I wanted to pop him one, but I knew I’d never get away with it. Not here and now, anyway. If this was how it was going to be, I would have to deal with him later.
“Got it, creep?” I whispered, even closer to his face than before.
“Yeah,” he said. “It’s your private life and your private things. I got it.”
Then I left the room as quickly as I could. I had
to get out of there. I went out the back door and walked around to sit on the front steps. I opened my diary again.
Sunday, June 29, 1:10 p.m.
My Dear Self Yet to Come,
I hope you know how lucky you are! How I wish I were already you, because then the next three weeks would already be behind me! Twenty days to go and already I feel like a giant elephant just dropped a big turd on my head.
And then the phone rang.
“Floey, it’s for you!”
In my emotional state, I forgot to ask who it was. That’s why I was caught off guard when it turned out to be Wen. I’d been ignoring him for days.
“How are you doing, Floey?”
“Um, great,” I said. “Just great.”
I hated that I felt uncomfortable talking to him. He was supposed to be one of my two best friends in the world.
“Long time no hear from,” he said. “You haven’t been returning my calls. You okay?”
“Yeah, sure,” I said. “I guess I’m just a little depressed.”
“Really? Why?”
I thought about it for a moment. “Because I was dumped.”

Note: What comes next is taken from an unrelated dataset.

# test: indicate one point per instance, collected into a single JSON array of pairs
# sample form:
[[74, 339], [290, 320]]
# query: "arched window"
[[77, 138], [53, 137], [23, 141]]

“You were? How can that be when you’ve never had a boyfriend?”
“I did,” I said. “I was keeping it quiet. It doesn’t matter now anyway. It turned out this guy didn’t like me the way I liked him.”
“You’re kidding, Floey. Really? Who was he?”
I let him wait a few seconds. “I don’t want to talk about it. It’s too painful.”
“Okay,” he said. “I’m sorry to hear about that. I really am. I feel bad for you. Listen, I called because I wanted to say goodbye before I leave.”
“Leave? Where are you going?”
“You forgot, didn’t you? I have Wind Ensemble Retreat in Hartford. Remember? The van’s picking me up in half an hour.”
“Yeah? I guess I did forget. What’s a Wind Ensemble Retreat?”